Some realities about China discussed at the Times Forum

THE Manila Times Business Forum on China-Philippine relations was seen by most of those who attended it as a success.
They said they felt the forum activities—speeches by experts, detailed advice from business, management and even tax experts based in China, correct definitions of geopolitical realities, and deep questions and frank answers during the Q&A periods—did what the forum’s title and theme had promised: “Business as Usual in Unusual Times—Fostering prosperous relations between Philippine and Chinese entrepreneurs.”
The forum not only helped Filipino businessmen delegates planning to expand their businesses in China. It also helped affirm the decision of those who have already been getting ready to do business in China that they will be doing the right thing.
One of the most riveting discussions was the one on the concrete reality of what it is to be doing business in China by Mr. Richard Cant. He is the director for the Yangtze River Delta Region, sitting in the Shanghai office but going on visits all over China, helping some of the more than a thousand clients of Dezan Shira & Associates set up their businesses and solve problems that come up in the course of running their companies and factories. These problems could pertain to the foreign investors’ relations with their Chinese partners or with the local government units in the places where the foreign investors’ operations are located.
A reality that seldom comes through is that China has become such a well-developed country— industrially, commercially and financially—that the Gross Domestic Product (GDP) of up to 100 or more regions, towns and cities are higher than or at least equal to the GDP of entire Western countries and the more prosperous and first world Asian countries and cities (like Singapore and cities in Japan).
This is important in viewing China as a place to invest in. Many wrongly see only the reality that because more than half of China’s 1.36-odd billion people are poor and not enjoying the wealth of the very rich coastal regions like Shanghai, Guangzhou, Xiamen (Amoy) and Hong Kong, the People’s Republic is really still an underdeveloped country.
Well, that is exactly what the Chinese government says when it wants to impress the government officials and people of poor countries the PRC has massive investments in.
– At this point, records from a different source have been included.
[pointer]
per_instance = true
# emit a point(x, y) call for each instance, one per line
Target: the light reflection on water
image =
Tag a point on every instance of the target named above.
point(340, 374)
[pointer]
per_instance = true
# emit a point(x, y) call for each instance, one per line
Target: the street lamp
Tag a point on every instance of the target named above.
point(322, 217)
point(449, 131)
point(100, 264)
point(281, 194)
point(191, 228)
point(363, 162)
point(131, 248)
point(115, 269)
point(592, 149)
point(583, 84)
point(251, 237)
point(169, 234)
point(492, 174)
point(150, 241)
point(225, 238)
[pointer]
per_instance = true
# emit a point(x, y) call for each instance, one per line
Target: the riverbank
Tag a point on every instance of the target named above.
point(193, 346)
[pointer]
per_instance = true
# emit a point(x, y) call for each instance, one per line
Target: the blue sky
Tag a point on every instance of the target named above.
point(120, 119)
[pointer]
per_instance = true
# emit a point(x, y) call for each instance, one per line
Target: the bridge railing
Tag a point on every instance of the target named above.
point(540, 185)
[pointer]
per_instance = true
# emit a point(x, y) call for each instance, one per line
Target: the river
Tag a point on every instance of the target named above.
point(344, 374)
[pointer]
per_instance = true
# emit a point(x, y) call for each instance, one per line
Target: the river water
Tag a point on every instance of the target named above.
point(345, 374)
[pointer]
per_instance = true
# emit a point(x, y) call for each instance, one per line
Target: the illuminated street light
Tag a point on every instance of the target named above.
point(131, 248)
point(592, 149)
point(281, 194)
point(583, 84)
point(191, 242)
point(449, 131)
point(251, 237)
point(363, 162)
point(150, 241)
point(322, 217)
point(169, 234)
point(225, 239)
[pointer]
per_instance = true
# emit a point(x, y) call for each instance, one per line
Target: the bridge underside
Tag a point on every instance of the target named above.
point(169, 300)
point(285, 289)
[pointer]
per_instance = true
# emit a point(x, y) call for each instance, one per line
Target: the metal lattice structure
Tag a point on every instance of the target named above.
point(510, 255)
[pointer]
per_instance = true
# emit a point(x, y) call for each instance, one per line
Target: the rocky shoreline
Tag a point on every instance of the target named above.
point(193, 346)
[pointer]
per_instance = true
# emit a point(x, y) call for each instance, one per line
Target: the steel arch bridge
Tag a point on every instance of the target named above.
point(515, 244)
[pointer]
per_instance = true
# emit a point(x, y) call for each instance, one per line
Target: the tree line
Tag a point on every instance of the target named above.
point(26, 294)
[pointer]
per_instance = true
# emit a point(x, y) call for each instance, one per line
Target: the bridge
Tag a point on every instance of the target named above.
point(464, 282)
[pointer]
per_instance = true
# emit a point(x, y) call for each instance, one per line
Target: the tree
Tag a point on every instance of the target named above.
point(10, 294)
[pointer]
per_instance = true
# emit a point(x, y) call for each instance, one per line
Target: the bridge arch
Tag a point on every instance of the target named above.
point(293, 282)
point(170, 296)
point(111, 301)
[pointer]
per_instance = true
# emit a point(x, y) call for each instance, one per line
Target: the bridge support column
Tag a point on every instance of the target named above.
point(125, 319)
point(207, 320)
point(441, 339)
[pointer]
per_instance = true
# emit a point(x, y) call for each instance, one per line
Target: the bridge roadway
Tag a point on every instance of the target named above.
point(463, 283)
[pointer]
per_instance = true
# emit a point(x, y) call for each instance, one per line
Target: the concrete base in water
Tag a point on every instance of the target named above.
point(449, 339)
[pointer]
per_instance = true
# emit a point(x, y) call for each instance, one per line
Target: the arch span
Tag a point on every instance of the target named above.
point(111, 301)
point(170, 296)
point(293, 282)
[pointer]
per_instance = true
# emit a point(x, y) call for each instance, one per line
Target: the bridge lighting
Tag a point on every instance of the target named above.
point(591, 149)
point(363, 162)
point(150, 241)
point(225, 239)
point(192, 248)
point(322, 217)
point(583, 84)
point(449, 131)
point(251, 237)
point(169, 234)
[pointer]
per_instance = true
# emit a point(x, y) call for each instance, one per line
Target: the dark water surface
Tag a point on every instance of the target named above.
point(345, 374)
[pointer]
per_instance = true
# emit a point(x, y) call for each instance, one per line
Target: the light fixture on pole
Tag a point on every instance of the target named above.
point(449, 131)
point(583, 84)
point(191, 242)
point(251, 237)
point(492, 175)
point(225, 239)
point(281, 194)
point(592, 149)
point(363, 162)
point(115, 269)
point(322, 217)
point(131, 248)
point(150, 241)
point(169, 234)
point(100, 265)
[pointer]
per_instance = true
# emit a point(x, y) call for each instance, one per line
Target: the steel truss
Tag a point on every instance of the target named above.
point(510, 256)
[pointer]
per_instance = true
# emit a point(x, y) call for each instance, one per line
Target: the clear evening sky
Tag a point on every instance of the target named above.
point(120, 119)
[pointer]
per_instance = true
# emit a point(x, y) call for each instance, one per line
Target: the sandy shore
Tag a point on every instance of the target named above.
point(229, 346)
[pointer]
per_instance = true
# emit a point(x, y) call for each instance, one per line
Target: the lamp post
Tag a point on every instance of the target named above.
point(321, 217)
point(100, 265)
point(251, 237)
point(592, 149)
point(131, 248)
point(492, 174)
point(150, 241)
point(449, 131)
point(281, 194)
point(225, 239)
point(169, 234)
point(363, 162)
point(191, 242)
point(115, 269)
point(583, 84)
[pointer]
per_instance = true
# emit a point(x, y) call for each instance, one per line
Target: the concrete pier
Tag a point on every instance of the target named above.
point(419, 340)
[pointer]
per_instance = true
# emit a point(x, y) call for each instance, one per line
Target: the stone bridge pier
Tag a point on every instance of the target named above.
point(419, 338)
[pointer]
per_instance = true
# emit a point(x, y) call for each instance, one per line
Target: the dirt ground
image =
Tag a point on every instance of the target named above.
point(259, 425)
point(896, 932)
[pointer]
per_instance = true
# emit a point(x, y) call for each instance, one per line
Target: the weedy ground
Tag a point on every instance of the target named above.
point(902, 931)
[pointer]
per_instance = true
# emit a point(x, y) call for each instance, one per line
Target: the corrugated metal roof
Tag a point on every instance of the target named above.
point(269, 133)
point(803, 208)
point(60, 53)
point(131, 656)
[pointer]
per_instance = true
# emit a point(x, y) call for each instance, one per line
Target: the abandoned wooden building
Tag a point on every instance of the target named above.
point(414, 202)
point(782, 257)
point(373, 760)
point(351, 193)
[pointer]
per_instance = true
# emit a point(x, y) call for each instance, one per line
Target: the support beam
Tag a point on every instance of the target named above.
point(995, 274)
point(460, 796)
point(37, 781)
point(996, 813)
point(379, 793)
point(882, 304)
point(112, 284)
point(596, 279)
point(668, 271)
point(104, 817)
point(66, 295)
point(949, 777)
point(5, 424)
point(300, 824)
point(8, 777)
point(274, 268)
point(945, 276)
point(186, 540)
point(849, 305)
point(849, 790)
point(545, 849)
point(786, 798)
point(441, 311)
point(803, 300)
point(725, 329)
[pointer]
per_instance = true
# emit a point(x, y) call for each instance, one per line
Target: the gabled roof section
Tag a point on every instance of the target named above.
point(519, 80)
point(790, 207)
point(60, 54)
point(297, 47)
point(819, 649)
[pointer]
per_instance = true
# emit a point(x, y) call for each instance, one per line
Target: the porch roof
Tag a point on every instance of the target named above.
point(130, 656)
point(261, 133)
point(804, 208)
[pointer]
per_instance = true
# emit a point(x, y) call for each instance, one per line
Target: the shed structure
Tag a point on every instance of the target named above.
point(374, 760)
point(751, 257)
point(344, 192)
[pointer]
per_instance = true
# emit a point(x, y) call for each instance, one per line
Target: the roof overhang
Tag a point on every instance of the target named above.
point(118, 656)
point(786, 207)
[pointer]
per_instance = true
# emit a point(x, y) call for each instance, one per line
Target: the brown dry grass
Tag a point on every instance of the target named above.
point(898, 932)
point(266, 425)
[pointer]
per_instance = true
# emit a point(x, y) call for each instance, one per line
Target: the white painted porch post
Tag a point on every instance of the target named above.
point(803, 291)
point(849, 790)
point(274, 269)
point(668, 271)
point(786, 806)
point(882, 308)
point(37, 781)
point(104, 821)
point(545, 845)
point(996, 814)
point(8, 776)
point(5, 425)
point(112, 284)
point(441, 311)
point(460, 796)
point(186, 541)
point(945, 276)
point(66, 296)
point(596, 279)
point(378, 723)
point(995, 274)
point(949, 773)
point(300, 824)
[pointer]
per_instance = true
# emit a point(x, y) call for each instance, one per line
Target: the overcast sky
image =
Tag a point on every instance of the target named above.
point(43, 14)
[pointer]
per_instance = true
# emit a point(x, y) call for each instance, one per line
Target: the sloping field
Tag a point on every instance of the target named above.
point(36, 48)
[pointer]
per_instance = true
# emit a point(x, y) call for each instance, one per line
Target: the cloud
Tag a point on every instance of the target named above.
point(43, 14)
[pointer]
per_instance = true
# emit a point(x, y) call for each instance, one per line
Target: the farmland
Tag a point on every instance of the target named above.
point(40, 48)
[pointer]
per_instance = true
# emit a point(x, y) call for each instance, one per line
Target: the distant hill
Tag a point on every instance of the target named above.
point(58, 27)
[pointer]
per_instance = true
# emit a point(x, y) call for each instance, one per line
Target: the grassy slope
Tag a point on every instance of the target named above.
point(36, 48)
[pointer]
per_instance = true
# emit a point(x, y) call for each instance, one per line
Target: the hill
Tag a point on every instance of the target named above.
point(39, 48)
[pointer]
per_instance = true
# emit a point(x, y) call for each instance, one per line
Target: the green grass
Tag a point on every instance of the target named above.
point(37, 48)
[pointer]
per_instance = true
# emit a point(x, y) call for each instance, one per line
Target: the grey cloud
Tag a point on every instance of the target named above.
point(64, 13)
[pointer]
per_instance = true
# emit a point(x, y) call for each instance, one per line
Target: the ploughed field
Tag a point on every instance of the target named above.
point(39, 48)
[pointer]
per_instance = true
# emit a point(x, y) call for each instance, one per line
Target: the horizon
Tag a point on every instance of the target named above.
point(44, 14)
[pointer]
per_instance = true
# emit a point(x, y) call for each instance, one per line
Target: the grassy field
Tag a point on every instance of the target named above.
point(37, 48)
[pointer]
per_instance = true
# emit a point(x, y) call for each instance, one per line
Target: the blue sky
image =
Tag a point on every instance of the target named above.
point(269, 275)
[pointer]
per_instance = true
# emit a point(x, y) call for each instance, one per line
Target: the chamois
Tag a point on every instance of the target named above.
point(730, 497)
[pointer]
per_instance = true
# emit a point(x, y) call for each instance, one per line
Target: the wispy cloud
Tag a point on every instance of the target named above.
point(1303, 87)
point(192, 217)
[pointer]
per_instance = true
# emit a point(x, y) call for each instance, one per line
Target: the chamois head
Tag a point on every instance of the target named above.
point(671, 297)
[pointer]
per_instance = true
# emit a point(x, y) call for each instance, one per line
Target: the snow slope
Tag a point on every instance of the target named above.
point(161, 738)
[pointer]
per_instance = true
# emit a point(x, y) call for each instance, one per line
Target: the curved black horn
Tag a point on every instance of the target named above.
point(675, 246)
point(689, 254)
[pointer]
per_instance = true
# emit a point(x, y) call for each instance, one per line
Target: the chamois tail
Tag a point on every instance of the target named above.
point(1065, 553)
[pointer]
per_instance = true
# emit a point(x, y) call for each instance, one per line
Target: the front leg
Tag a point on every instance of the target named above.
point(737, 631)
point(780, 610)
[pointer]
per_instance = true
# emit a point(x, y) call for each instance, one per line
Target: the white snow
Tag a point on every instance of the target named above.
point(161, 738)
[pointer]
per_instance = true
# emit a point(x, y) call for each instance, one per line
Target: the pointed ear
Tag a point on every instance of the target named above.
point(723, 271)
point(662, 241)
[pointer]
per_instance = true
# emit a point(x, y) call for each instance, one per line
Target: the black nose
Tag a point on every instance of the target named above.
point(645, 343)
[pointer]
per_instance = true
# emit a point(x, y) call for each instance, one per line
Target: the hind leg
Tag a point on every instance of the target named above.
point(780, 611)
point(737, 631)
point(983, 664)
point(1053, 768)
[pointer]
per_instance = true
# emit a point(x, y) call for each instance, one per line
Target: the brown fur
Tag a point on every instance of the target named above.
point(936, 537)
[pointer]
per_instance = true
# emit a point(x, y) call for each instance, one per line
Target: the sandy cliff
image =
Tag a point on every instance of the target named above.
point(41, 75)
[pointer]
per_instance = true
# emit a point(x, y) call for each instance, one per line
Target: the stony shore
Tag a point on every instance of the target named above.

That’s because they don’t want these poor and weak countries to think of China as a dangerous superpower and super-rich country to have as partner.
The fact, however, is that very many provinces, cities and town of China are as prosperous, as dynamic economically and industrially, as Germany, Singapore and Milan (just for examples) and are richer than countries like France, not to mention Greece and the Philippines.
Another reality that is seldom talked about is that China has developed so much that it is critically short of oil, energy and labor. This is such a reality that some Chinese industrial giants are moving out of China and setting up operations in countries with more and cheaper labor and energy resources.
The labor shortage is because of China’s successful implementation of the one-child policy and its draconian enforcement of contraception and abortion. It is cursed with the “empty cradle” syndrome and an aging population almost as much as Western Europe is.
Can you imagine how many hundred thousands more Filipinos could be hired in China, if our and the Chinese government did not have this crazy current state of conflict?
The happy fact, however, is that on the people-to-people and business-to-business level, Philippine-Chinese relations are still very warm and productive.
But in things that the Chinese government has the power to dampen or restrain, it does act against the Philippines. One example of this is tourism. The PRC government has issued a strong advisory to Chinese travel agencies and tourists to avoid the Philippines. And sure enough tourists from China have markedly decreased.